I've got Musicman's and Dingwalls and I find the EHB is the most comfortable out of them, they're super light and they sound great. And I've been playing Musicman for 10 years


----------



## Selkoid (Jan 21, 2021)

Radau said:


> Recorded some audio real quick.




Sounds great dude, what's your signal chain?


----------



## Radau (Jan 22, 2021)

Selkoid said:


> Sounds great dude, what's your signal chain?

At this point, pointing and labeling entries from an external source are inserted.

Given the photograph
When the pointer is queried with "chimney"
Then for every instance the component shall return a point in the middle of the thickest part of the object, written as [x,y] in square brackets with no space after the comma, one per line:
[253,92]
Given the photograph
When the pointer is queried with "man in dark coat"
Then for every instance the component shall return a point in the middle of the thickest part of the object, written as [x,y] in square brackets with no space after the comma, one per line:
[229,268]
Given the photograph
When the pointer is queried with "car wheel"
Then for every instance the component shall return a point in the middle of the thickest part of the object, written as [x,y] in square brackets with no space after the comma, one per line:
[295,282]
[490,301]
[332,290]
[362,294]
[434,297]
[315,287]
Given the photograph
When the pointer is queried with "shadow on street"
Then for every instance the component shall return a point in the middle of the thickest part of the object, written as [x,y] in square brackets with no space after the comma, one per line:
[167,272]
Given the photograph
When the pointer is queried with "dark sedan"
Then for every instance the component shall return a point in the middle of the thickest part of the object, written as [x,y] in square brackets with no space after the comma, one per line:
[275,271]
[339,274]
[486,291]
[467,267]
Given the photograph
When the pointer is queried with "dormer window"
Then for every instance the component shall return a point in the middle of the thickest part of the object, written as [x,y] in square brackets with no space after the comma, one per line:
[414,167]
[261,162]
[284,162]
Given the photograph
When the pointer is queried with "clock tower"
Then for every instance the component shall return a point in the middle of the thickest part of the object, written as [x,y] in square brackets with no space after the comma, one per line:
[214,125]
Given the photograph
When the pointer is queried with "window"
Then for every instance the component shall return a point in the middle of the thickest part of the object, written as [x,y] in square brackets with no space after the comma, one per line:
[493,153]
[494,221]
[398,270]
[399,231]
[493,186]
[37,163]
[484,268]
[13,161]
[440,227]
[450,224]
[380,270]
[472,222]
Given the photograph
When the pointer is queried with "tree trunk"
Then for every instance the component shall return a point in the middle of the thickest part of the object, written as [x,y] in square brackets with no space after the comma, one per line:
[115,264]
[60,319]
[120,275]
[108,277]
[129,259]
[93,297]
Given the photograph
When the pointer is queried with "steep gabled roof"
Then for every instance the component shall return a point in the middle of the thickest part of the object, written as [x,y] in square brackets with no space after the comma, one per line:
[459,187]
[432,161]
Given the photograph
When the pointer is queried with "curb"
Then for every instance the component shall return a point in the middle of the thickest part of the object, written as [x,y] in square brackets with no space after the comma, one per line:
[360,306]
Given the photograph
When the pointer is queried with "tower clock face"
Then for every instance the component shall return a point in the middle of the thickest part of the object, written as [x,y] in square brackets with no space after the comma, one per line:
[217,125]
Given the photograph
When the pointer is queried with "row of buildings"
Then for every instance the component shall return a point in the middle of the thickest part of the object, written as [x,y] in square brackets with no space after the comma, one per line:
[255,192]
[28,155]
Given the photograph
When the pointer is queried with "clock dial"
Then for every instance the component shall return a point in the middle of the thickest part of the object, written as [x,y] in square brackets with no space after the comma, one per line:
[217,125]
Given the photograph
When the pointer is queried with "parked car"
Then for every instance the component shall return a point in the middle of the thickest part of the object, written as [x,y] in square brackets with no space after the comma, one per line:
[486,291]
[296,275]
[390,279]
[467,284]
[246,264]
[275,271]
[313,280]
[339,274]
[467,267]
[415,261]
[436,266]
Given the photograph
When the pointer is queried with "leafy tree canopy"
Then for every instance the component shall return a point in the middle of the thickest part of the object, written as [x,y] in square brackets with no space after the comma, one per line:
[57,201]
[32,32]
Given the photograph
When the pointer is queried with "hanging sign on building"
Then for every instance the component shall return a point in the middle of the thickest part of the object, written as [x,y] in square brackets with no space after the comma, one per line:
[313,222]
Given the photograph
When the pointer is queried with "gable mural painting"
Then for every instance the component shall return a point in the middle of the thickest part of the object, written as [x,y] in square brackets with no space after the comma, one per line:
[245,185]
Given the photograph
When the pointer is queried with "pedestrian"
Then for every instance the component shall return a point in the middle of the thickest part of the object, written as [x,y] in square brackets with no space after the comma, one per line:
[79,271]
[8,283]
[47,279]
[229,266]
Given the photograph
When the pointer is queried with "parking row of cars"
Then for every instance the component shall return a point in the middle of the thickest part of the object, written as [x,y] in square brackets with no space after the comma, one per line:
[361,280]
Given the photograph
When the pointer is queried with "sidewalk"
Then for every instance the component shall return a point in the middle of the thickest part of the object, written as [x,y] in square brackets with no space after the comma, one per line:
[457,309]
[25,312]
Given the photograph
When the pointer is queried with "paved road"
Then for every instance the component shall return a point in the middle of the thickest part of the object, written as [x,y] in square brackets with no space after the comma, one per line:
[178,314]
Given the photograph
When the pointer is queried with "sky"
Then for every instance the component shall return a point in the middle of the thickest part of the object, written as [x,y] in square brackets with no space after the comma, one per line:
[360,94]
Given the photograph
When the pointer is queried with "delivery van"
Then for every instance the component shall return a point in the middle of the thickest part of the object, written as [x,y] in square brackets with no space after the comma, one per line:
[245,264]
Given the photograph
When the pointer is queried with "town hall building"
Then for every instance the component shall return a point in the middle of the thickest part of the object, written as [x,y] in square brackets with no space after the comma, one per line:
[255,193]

That was Bass > Darkglass M900 > UAD Apollo Twin


----------



## Quiet Coil (Jan 22, 2021)

Which level is your 5 string, 1000 or 1500 (or more to the point, Nordy’s or Bart’s)?


----------



## lewis (Jan 23, 2021)

I wish Ibanez just used normal soapbar pickups personally.
But that personal gripe aside of mine, this thing looks stunning!


----------



## Radau (Jan 23, 2021)

Quiet Coil said:


> Which level is your 5 string, 1000 or 1500 (or more to the point, Nordy’s or Bart’s)?


1005


----------



## Quiet Coil (Jan 23, 2021)

Radau said:


> 1005


Thanks. How do the Bartolini’s stack up in your opinion?


----------



## Radau (Jan 26, 2021)

Quiet Coil said:


> Thanks. How do the Bartolini’s stack up in your opinion?


They sound great, not sure why people shit on them haha


----------



## HaMMerHeD (Feb 6, 2021)

I've been curious about this bass, and have just ordered one. Thanks for sharing your experience and that video,


----------